When is an edge function NOT the right choice — and should I use a workflow or MCP server instead? expand_more
An edge function is the right choice when the logic is self-contained, deterministic, and fast: a database read, a transform, a webhook handler, a short AI inference call. It is not the right choice when the task involves multi-step reasoning where the path depends on model output, or when you need a human-approval pause, conditional branching across many tools, or state held across minutes or hours. Those are workflow problems, not function problems. Similarly, if you're integrating a third-party SaaS and the integration involves multiple API surfaces with complex auth, an MCP server keeps that complexity in one place rather than spreading it across several functions. The rule of thumb: if you can describe the logic in a single sentence with no 'it depends', use a function; if the logic has branches the model decides, use a workflow.
What are Cloudflare edge functions and how does Aerostack use them? expand_more
Cloudflare edge functions — also called Cloudflare Workers — are serverless TypeScript/JavaScript functions that execute at Cloudflare's network of 300+ global locations rather than in a fixed region. This means the function runs physically close to whoever makes the request, cutting round-trip time without any routing configuration on your part. Aerostack builds on top of Cloudflare Workers and extends them with a managed primitive layer: instead of provisioning a D1 database, a KV namespace, an R2 bucket, and a Vectorize index separately and wiring them all up, Aerostack injects all 8 bindings — D1, KV, R2, queues, AI runtime, vector search, Durable Objects, and Hyperdrive — into your function at runtime, automatically. You declare which bindings a function uses, call aerostack deploy, and the function is live at every Cloudflare edge location in roughly 30 seconds. The result is a Cloudflare edge function with a complete data layer already attached — not a bare worker you still need to configure.

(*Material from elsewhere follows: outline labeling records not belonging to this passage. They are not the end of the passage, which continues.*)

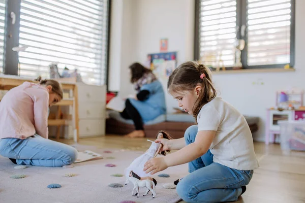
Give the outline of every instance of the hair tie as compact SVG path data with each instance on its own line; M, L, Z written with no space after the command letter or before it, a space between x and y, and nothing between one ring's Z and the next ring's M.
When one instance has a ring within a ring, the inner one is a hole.
M203 78L205 78L205 74L204 74L204 73L200 75L200 78L203 80Z

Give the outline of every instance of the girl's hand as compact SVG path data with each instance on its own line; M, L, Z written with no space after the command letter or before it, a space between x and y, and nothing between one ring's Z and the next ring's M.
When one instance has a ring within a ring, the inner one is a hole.
M157 143L161 143L162 144L162 147L160 152L171 150L171 145L169 140L165 138L159 138L156 140L155 142Z
M151 174L153 175L168 167L163 157L157 157L148 160L144 165L143 171L145 171L146 174L152 171Z

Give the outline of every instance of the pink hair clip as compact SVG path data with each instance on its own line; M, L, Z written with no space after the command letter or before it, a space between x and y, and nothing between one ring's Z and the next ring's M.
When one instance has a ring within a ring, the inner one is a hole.
M200 78L202 79L203 79L203 78L205 77L205 74L204 74L204 73L203 73L202 74L200 75Z

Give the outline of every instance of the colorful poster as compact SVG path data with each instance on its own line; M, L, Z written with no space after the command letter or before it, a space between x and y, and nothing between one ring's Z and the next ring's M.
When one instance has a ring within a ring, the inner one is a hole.
M164 52L164 53L156 53L154 54L147 54L147 58L145 62L145 66L149 67L150 70L154 70L155 69L153 61L155 59L163 59L165 61L174 60L176 62L177 52Z
M167 39L161 39L160 40L160 52L167 51L168 47L168 40Z

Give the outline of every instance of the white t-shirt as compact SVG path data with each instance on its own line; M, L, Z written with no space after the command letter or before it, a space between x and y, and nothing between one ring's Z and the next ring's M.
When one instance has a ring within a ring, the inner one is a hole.
M197 123L198 131L216 131L209 148L214 162L239 170L258 168L250 129L233 106L217 97L202 107Z

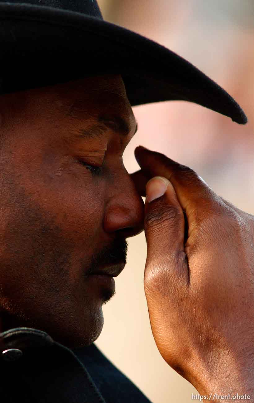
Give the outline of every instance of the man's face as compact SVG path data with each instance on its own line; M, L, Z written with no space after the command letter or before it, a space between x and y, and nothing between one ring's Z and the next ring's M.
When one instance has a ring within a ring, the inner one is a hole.
M0 97L0 321L88 345L144 204L122 154L136 123L120 76Z

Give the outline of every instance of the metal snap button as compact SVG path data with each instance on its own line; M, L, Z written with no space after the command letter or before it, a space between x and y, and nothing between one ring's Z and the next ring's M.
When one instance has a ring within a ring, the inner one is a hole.
M23 355L21 350L19 349L8 349L4 350L2 353L2 357L5 361L16 361Z

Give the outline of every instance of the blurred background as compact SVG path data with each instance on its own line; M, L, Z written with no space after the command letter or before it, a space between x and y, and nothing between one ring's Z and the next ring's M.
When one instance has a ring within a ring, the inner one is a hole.
M219 195L254 214L254 1L98 2L105 19L159 42L203 71L249 120L238 125L183 101L135 107L139 130L124 154L128 171L139 169L134 151L143 145L191 167ZM153 403L193 401L198 392L164 361L153 337L143 285L144 234L128 241L127 264L116 279L116 295L103 306L95 344Z

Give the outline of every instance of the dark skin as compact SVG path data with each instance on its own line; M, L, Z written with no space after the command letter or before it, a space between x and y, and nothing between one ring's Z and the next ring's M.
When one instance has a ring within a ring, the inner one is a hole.
M136 123L120 76L6 95L0 107L2 331L27 326L68 347L90 344L114 290L90 271L120 272L126 239L144 228L162 356L201 394L252 397L253 216L158 153L138 147L141 169L128 174L122 156Z
M88 273L95 262L122 270L126 238L143 228L144 203L122 162L136 127L123 83L89 78L5 96L0 110L2 331L27 326L89 345L114 290ZM100 116L108 126L91 129Z

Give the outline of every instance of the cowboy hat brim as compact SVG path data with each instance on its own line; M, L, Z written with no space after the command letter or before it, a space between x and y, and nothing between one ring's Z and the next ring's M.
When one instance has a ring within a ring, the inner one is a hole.
M132 106L194 102L246 123L219 85L173 52L144 37L81 13L0 3L0 93L120 74Z

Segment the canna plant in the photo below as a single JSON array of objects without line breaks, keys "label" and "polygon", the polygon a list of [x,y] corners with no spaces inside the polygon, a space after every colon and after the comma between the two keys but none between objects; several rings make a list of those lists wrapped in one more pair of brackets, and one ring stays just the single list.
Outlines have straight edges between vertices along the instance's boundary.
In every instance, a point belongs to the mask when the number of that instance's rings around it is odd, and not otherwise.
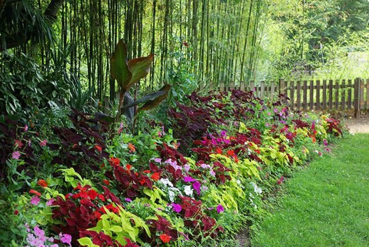
[{"label": "canna plant", "polygon": [[[170,85],[166,84],[159,91],[136,101],[130,95],[128,90],[131,87],[149,73],[154,57],[154,54],[150,54],[147,57],[128,60],[127,47],[123,40],[121,39],[110,59],[110,75],[113,79],[117,80],[120,89],[119,105],[115,120],[118,121],[122,110],[124,110],[126,116],[132,124],[132,132],[138,113],[141,110],[149,110],[157,106],[165,98],[170,88]],[[145,103],[135,110],[133,107],[142,103]]]}]

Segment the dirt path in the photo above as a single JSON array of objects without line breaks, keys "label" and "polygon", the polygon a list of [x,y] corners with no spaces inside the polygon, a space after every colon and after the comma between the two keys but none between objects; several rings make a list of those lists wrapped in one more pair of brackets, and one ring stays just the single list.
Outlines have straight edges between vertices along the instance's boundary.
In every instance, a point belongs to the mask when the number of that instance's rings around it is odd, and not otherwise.
[{"label": "dirt path", "polygon": [[368,117],[352,118],[347,119],[345,122],[350,133],[369,133],[369,118]]}]

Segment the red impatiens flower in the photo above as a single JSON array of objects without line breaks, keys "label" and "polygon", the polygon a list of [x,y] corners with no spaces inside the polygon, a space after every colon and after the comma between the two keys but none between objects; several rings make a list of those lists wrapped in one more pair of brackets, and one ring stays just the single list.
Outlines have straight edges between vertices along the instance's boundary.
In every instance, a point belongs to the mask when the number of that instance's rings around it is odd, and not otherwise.
[{"label": "red impatiens flower", "polygon": [[127,167],[127,170],[128,170],[128,172],[131,170],[131,168],[132,168],[132,166],[129,164],[127,164],[125,165],[125,167]]},{"label": "red impatiens flower", "polygon": [[44,180],[43,179],[40,179],[37,181],[37,184],[39,185],[41,187],[48,187],[47,182]]},{"label": "red impatiens flower", "polygon": [[95,149],[97,150],[97,151],[98,151],[100,152],[100,153],[101,152],[101,151],[103,149],[103,148],[101,147],[100,147],[99,145],[95,145],[94,147],[95,147]]},{"label": "red impatiens flower", "polygon": [[233,150],[228,150],[227,151],[227,154],[228,154],[229,155],[233,156],[234,155],[234,151]]},{"label": "red impatiens flower", "polygon": [[41,193],[38,191],[36,191],[34,190],[31,190],[30,191],[30,193],[34,194],[34,195],[36,195],[37,196],[40,197],[41,196]]},{"label": "red impatiens flower", "polygon": [[170,239],[172,238],[172,237],[170,236],[168,236],[165,233],[163,233],[160,235],[160,239],[161,240],[163,241],[163,243],[169,243],[169,241],[170,240]]},{"label": "red impatiens flower", "polygon": [[128,148],[130,149],[130,152],[136,152],[136,148],[131,142],[128,144]]},{"label": "red impatiens flower", "polygon": [[118,158],[112,157],[109,160],[109,163],[111,165],[119,166],[120,164],[120,160]]},{"label": "red impatiens flower", "polygon": [[89,191],[87,191],[87,194],[88,195],[89,197],[90,198],[91,200],[94,200],[96,197],[97,196],[97,193],[94,190],[90,190]]},{"label": "red impatiens flower", "polygon": [[151,177],[154,181],[157,181],[160,179],[160,173],[159,172],[155,172],[151,175]]}]

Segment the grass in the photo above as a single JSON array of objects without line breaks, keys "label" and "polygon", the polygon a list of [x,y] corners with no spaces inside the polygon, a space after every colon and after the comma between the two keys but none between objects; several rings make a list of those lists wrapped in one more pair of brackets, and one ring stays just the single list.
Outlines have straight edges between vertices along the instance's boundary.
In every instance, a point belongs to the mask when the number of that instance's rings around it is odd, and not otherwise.
[{"label": "grass", "polygon": [[344,138],[284,188],[252,247],[369,246],[369,134]]}]

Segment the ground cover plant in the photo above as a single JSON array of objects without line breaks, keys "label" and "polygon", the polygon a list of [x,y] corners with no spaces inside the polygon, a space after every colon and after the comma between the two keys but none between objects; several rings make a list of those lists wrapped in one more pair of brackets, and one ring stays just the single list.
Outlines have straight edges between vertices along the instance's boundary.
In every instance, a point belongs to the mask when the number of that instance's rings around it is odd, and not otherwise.
[{"label": "ground cover plant", "polygon": [[268,195],[343,134],[282,95],[187,98],[135,135],[77,111],[55,135],[3,121],[0,245],[234,245]]}]

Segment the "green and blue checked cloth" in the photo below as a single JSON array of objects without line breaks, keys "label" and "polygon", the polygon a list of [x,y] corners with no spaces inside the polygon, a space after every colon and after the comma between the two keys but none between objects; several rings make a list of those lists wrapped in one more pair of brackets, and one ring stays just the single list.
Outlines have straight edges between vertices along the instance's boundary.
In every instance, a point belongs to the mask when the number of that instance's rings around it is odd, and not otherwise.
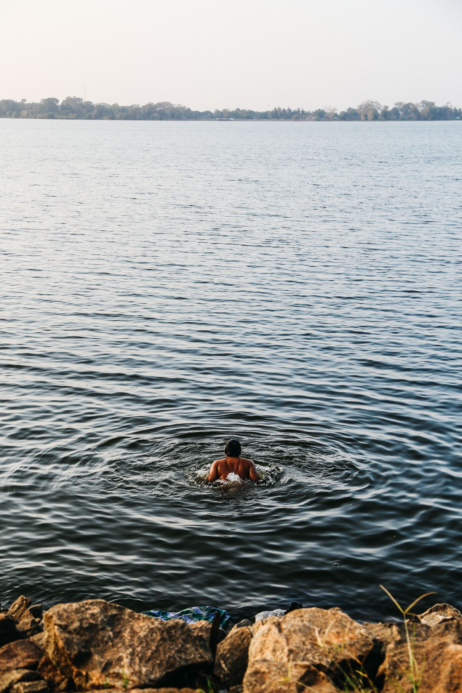
[{"label": "green and blue checked cloth", "polygon": [[231,617],[227,611],[216,606],[192,606],[190,608],[184,608],[181,611],[160,611],[151,609],[150,611],[143,611],[147,616],[160,618],[162,621],[170,621],[172,618],[181,618],[186,623],[195,623],[197,621],[208,621],[211,623],[215,613],[220,614],[220,627],[224,628],[232,624]]}]

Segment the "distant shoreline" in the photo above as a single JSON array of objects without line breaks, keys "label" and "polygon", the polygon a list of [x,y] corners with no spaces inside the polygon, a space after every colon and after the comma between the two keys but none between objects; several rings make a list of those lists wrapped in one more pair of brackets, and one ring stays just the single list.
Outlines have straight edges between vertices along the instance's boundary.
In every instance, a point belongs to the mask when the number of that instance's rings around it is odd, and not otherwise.
[{"label": "distant shoreline", "polygon": [[392,108],[377,101],[364,101],[356,108],[338,112],[326,106],[314,111],[303,109],[275,107],[268,111],[253,111],[236,108],[215,111],[193,111],[186,106],[169,101],[132,104],[119,106],[118,103],[93,103],[75,96],[67,96],[60,103],[57,98],[42,98],[39,102],[28,103],[26,99],[0,100],[0,118],[34,120],[98,120],[98,121],[207,121],[232,122],[259,121],[268,122],[345,122],[374,121],[456,121],[462,120],[462,109],[447,103],[436,105],[434,101],[397,102]]}]

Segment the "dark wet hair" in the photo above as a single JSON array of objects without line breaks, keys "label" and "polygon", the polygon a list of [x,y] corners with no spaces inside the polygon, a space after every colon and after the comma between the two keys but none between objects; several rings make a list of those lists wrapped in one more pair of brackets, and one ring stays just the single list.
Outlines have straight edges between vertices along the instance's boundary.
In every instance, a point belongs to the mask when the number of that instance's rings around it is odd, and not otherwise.
[{"label": "dark wet hair", "polygon": [[229,440],[224,447],[224,452],[229,457],[238,457],[241,450],[240,443],[236,438]]}]

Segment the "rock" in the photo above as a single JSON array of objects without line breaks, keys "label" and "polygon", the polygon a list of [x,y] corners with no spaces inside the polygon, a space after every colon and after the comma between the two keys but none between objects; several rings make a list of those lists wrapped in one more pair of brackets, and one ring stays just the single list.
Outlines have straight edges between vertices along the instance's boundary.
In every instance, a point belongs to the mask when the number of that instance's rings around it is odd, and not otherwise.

What is the difference between an AI function and a regular serverless function? expand_more
A regular serverless function handles HTTP requests, runs business logic, and optionally calls external APIs. An AI function does all of that but also has AI inference, embeddings, and vector search built in as native bindings — not external HTTP calls to a provider. With Aerostack edge functions, env.AI gives you on-edge inference via the Cloudflare AI runtime, env.VECTORIZE gives you semantic search over your own embeddings, and env.DB lets you store and retrieve structured data alongside vector results — all in one TypeScript handler, all without managing API keys for a separate AI provider. The practical difference: a regular serverless function calling OpenAI adds 200–800ms of API latency per inference call. An Aerostack AI function runs inference at the same edge location as the function itself, with no external round-trip. That matters for real-time use cases like streaming chat, semantic search, and on-demand classification.